EDITORIAL
The European Commission recently unveiled its guidelines on tackling research and innovation (R&I) foreign interference, a document that (re)defines “responsible internationalization” in higher education. While internationalization was once conceived as a means to address global societal challenges, the Commison’ current definition of “responsibility” now prioritizes national security and economic competitiveness. This shift—along with other countries and regions—marks a significant departure from the rapid growth of international scientific collaboration since the 1990s, which saw cross-border coauthorship rise from less than 2 percent of all Web of Science papers in 1970 to 23.2 percent in 2020.
This view of “responsible internationalization” marks a significant departure from the emphasis on “social responsibility,” as for instance emphasized in the 2015 definition of internationalization, promoting a meaningful contribution to society, and calls by scholars and practitioners, advocating for a more ethical, inclusive, and localized approach.
The political interpretation of “responsible internationalization” has been driven by a complex interplay of factors. Rising geopolitical tensions have created an environment where international collaborations can inadvertently become conduits for political influence or coercion. Concerns over intellectual property theft are not unfounded, with documented cases of economic espionage and unauthorized technology transfer occurring through academic channels. Additionally, there are real risks of ethics dumping, where less stringent ethical standards in some countries could be exploited, and of dual-use research being misappropriated for harmful purposes.
However, geopolitical tensions and security concerns have led to an evolution in the term “responsible.” The key difference is that “responsible” is now framed in political terms, not societal ones, focused on knowledge security rather than exchange and cooperation. As Tommy Shih argues, it now “focuses on the discretionary responsibilities that researchers have when building international relationships,” and is more narrowly aimed at national interests than ever before.
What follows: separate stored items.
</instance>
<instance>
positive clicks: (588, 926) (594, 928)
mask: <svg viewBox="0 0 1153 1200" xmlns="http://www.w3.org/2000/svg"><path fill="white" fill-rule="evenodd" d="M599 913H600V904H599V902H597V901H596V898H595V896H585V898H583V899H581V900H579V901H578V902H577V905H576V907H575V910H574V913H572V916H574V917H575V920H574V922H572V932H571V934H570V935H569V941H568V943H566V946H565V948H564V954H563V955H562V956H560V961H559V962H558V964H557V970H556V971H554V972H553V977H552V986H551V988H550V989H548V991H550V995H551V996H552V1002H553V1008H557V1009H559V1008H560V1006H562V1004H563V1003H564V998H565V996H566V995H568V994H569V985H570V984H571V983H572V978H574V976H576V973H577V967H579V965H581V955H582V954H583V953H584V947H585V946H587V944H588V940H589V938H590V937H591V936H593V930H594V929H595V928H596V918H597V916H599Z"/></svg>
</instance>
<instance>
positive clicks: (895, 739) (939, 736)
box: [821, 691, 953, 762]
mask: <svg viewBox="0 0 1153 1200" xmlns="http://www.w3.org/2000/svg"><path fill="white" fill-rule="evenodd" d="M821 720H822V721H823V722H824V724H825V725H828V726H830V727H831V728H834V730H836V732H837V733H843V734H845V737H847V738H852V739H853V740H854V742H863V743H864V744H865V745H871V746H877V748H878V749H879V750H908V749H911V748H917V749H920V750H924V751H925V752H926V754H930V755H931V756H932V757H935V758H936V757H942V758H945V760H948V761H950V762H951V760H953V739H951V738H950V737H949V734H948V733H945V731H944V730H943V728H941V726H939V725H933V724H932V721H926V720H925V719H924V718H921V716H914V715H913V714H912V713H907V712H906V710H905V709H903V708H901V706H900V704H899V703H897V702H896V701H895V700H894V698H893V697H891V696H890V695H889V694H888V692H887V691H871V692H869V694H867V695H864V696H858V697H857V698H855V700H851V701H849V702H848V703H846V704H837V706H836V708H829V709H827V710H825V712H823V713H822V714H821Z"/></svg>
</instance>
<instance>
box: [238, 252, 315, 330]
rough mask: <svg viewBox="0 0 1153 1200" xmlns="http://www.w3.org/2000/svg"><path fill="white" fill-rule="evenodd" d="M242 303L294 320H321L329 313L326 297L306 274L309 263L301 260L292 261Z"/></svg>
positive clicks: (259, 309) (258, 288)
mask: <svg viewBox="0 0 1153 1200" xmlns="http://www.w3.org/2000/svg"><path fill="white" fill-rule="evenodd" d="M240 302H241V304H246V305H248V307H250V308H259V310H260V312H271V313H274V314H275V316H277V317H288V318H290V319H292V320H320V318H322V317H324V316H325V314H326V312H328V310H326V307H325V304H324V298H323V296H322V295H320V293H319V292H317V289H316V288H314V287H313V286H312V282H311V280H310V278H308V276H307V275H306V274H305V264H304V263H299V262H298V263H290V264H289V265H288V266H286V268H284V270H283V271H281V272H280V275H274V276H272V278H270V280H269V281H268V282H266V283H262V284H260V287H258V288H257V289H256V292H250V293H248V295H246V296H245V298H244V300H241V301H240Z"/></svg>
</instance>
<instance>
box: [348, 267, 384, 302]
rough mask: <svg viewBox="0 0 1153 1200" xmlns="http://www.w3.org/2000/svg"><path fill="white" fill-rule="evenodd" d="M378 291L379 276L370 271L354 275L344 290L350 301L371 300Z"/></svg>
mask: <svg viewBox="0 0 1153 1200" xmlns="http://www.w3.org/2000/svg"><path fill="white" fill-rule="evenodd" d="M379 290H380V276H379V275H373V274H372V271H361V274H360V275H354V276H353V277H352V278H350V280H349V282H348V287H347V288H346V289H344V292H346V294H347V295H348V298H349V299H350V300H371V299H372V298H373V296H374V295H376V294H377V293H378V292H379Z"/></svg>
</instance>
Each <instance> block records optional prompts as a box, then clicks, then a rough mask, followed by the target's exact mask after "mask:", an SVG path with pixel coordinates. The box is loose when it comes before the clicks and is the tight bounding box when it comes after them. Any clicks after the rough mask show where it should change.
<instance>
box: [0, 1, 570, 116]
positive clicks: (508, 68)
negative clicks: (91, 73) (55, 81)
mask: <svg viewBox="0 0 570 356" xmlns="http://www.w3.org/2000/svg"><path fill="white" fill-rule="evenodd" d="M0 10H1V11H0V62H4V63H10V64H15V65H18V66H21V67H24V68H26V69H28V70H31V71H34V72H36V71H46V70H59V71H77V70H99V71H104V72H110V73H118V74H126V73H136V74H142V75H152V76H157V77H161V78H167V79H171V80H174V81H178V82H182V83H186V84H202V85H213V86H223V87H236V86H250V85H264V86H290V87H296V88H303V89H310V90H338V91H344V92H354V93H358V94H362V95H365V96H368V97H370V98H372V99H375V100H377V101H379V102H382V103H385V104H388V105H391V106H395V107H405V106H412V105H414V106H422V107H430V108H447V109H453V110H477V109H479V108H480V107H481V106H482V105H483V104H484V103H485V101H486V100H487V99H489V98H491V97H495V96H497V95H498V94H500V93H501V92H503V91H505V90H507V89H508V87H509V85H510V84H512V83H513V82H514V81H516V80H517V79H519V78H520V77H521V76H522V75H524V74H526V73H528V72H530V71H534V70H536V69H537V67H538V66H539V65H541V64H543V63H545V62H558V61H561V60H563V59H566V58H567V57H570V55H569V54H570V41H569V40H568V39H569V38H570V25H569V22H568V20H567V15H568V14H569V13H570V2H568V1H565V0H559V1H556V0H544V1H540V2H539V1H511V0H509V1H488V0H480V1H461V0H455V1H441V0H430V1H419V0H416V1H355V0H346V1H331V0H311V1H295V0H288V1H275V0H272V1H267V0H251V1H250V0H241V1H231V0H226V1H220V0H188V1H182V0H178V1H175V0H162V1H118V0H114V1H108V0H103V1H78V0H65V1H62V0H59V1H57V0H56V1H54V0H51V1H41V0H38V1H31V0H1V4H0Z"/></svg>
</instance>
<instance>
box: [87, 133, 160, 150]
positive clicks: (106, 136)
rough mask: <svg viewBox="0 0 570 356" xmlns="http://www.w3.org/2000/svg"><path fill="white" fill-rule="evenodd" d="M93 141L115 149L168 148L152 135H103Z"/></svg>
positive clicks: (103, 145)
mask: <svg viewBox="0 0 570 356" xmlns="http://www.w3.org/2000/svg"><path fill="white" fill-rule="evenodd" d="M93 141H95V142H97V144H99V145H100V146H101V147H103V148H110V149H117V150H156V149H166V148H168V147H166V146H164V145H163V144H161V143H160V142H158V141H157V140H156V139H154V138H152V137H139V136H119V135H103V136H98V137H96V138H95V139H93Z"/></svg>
This shift in European Union policy—like shifts in Australia, Canada, Japan, the United Kingdom, and the United States—marks a significant change in international scientific collaboration with echoes of the Cold War-era but with crucial differences. During the Cold War, scientific collaboration was heavily restricted along ideological lines, with limited exchange between Eastern and Western blocs. Unlike the binary East–West divide of the Cold War, current policies must navigate a multipolar world with complex, intertwined research networks. The challenge lies in implementing this principle effectively, balancing security concerns with the need for open scientific exchange in a way that Cold War-era policies often failed to do.
The Council of the European Union seems aware of the chilling effect that overregulation or excessive intervention could have on science, reflected in its guiding principle for its responsible internationalization policy: “as open as possible, as closed as necessary.” Transferring control over research openness from scientists to institutions and policy makers risks undermining the autonomy of scientists and politicizing research agendas.
Across Europe, academic communities are voicing apprehension about the potential consequences if security considerations take precedence. In Sweden, Agneta Bladh, former chair of the Swedish Research Council, warns that the traditional openness of research and internationalization is under threat. The Guild, a network of European research-intensive universities, echoes these concerns. While acknowledging the need for risk mitigation, they emphasize that such measures should not hinder our collective ability to tackle pressing scientific research that requires international cooperation. Similar concerns related to national security versus international collaboration can also be found elsewhere.
The implications of the political interpretation of “responsible internationalization” are multifaceted. Fields such as climate science, epidemiology, and renewable energy research, while not traditionally high-security areas, may face challenges due to data sensitivity and economic competitiveness concerns. Moreover, these policies risk widening the research gap between high-, mid-, and low-income countries. Finally, this new emphasis on national interests could fragment the research landscape, leading to duplicated efforts and slower overall progress. These implications drive responsible internationalization in the opposite direction as advocated in calls for internationalization for society, and challenge academic freedom and autonomy.
We have to ask ourselves a number of questions. Who defines what is responsible practice, and what is open or closed? What are the implications of policies that emphasize necessary closeness more than possible openness? Should responsible internationalization not be primarily international and social instead of national and political? Is the new approach to responsible internationalization as one protecting national interests, competitiveness, and liberal democratic values not a new form of internationalization as a Western paradigm? Should the guiding principle not be the other way around: as open as necessary, as little as possible closed?